The Path To Increased Reach Via Posting On LinkedIn

Having lots and lots of connections

And it is maybe the most critical factor in more people seeing your post (or article, video or whatever it is you are publishing on LinkedIn). This is because of the way LinkedIn’s algorithms work when we publish. 

When we hit the “publish” or “post” button on LinkedIn, Linkedin takes our content and puts it in front of a very small fraction of our connections.  This number is thought to be 5-7%, though this is just an educated guess by the independent LinkedIn training and consulting community. Of course LinkedIn won’t confirm or deny anything, and to be fair, LinkedIn is always tweaking the algorithms, so maybe it is just as well they don’t tell us exactly how the system works. 

Once we have published our content, and  if we get engagement, the algorithm judges our content’s  relevance and puts it in front of more people, both more of our connections, and connections of the people who engaged with our post. That’s why you will get LinkedIn notifications saying “Bruce, a connection of yours, commented on Jeff Ball’s post.”

Let’s look at a couple hypothetical examples. Let’s say you have five hundred connections. You write a really good post and publish it. LinkedIn puts it in front of 5-7% of your connections, or around thirty people. Those people respond really well, and LinkedIn puts your content in front of another 20% of your connections, that is one hundred more people.  So you have been (possibly) seen by one hundred and thirty people. Meanwhile I post at the same time. LinkedIn puts my post in front of 5-7% of my five thousand connections, or three hundred people. But my post isn’t as well written or relevant as yours and gets a lot less engagement. So LinkedIn puts my post in front of only another 10% of my connections, which is five hundred people. 

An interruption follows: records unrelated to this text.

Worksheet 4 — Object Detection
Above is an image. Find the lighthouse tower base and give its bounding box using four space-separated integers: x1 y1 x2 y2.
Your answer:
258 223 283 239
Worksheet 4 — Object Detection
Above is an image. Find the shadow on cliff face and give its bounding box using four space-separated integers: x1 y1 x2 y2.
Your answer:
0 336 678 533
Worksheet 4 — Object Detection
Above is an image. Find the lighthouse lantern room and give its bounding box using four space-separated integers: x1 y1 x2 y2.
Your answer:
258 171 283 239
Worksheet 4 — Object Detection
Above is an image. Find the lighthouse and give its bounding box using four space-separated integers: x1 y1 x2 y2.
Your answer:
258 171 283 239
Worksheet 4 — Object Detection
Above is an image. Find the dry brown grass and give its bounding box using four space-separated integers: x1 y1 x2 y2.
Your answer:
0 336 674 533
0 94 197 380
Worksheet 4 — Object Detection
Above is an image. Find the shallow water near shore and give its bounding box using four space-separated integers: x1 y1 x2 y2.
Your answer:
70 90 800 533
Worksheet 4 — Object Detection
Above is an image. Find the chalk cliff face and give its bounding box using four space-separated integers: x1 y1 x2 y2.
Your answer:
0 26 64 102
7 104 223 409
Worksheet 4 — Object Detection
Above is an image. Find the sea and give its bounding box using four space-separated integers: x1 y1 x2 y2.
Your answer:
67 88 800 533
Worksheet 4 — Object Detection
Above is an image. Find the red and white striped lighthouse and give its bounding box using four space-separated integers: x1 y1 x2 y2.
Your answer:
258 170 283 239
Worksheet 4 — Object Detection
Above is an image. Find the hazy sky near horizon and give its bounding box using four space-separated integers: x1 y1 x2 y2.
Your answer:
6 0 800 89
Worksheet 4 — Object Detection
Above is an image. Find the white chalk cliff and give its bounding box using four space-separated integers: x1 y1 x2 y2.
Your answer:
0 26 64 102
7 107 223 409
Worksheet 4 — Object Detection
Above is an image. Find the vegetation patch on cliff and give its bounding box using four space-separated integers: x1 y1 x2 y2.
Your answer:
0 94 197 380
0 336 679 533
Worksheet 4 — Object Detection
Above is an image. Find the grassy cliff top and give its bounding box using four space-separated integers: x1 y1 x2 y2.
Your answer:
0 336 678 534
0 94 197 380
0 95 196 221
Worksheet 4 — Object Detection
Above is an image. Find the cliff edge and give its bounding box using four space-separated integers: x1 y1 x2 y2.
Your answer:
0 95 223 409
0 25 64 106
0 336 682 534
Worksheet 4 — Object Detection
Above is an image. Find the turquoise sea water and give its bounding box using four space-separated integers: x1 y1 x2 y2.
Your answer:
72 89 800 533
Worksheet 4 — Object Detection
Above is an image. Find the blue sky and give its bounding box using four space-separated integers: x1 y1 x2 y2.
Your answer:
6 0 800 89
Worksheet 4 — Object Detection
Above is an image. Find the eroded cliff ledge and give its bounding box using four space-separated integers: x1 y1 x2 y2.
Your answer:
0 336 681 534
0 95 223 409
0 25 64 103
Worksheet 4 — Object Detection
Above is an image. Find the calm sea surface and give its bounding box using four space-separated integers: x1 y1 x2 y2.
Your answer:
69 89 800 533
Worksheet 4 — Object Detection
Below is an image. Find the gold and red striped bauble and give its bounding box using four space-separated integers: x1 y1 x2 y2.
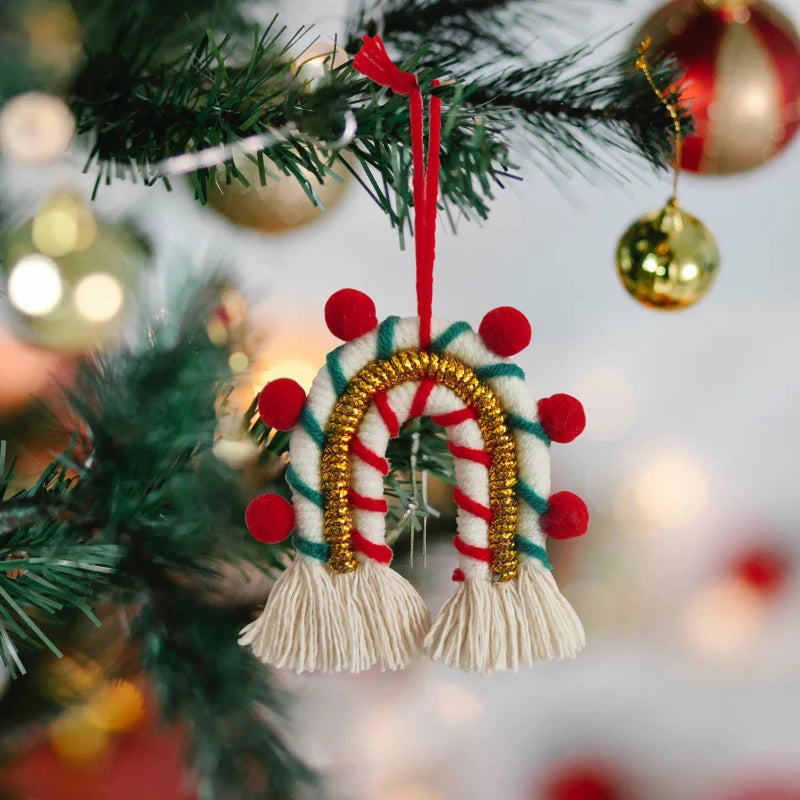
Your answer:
636 0 800 175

So your  objectively better, more relevant post gets put in front of 130 people. My lesser post gets put in front of 800. The much larger number of connections I have gives me a huge advantage over you. 

The bottom line is that all other factors being equal, the more connections you have, the wider LinkedIn  will spread your post and the more new people will have the opportunity to see it. 

There are a couple unknowns here though, and those are how LinkedIn treats followers and subscribers. You can follow someone or subscribe (ring the bell on their profile)  to someone’s content on LinkedIn without connecting with them. LinkedIn says you will see all of their posted content, but I am skeptical. I think that LinkedIn has a vague definition of what “see” means. I do think that LinkedIn does put all of our content for people we follow or subscribe to in our feeds, but way down the feed where it is pretty unlikely that we will ever scroll down far enough to see. 

Note the one exception to this whole publishing algo thing seems to be LinkedIn newsletters. LinkedIn says they go to all your subscribers and this seems to be true.

So there you go. Quality of your content is of course really important. But LinkedIn controls the delivery system for that content and one of the few ways you can really work that system to your advantage is by giving it a bigger list of connections to work with.